More generally there is concern about the non-deterministic nature of Internet and Ethernet traffic and the resulting risk of using public, or even certain private, cloud services. If the data you are processing in the cloud happens to be diverted via another country with different standards of privacy legislation then nobody need be the wiser - unless it turns out that some of that data has been "leaked" to a foreign intelligence service or criminal gang and your customers, or their government, make a claim against you for not protecting the privacy of their data.
This problem is not new, what is new is the scale and scope of the problem. If a single large carrier, such as my own company, Tata Communications, is carrying all your data, then it will most likely have mechanisms across its network to define Classes of Service (CoS) for different classes of data and so be able to enforce suitable levels of protection and privacy, and that includes restricting traffic to specific routes across the network. Note that these requirements can be quite complex: for example the customer who expresses a strong preference for the way data is routed under normal operating conditions, but recognises that, when the going gets tough, it is more important to ensure certain data's arrival than the how it gets there, while other 'sensitive' data would be better lost than take a dangerous route.

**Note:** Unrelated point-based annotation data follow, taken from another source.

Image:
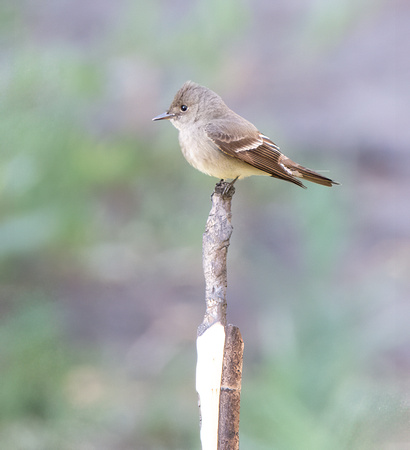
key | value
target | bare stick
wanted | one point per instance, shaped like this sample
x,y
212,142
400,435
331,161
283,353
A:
x,y
219,347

But what would be much more problematic would be to extend this level of control across two or more service provider networks. We do not yet have common global standards for end-to-end privacy and security and certainly not in such detail. Whether the networks are linked to extend coverage, or run in parallel to provide redundancy, the providers who are probably using different technologies do not yet have common standards to ensure consistent protection.
Is SDN the answer?
SDN could play an important role in resolving these issues. SDN provides a distinct control layer and a central controller that would enable packets containing different types of data to be forwarded according to specific rules - such as not crossing international boundaries, or being restricted to preferred routes unless specific situations arise.
This looks like the complete answer, until you dig a bit deeper. Firstly it would add a massive computational burden to the control system. Once we start routing traffic according to the content of each packet in the already dynamic SDN network environment, then we are taking the technology way beyond anything currently possible. Then consider what happens when you route data between providers: Tata would not want its SDN to be subject to a Verizon controller, nor vice versa, so we would need a very complex handshake agreement between the two networks to maintain consistent service.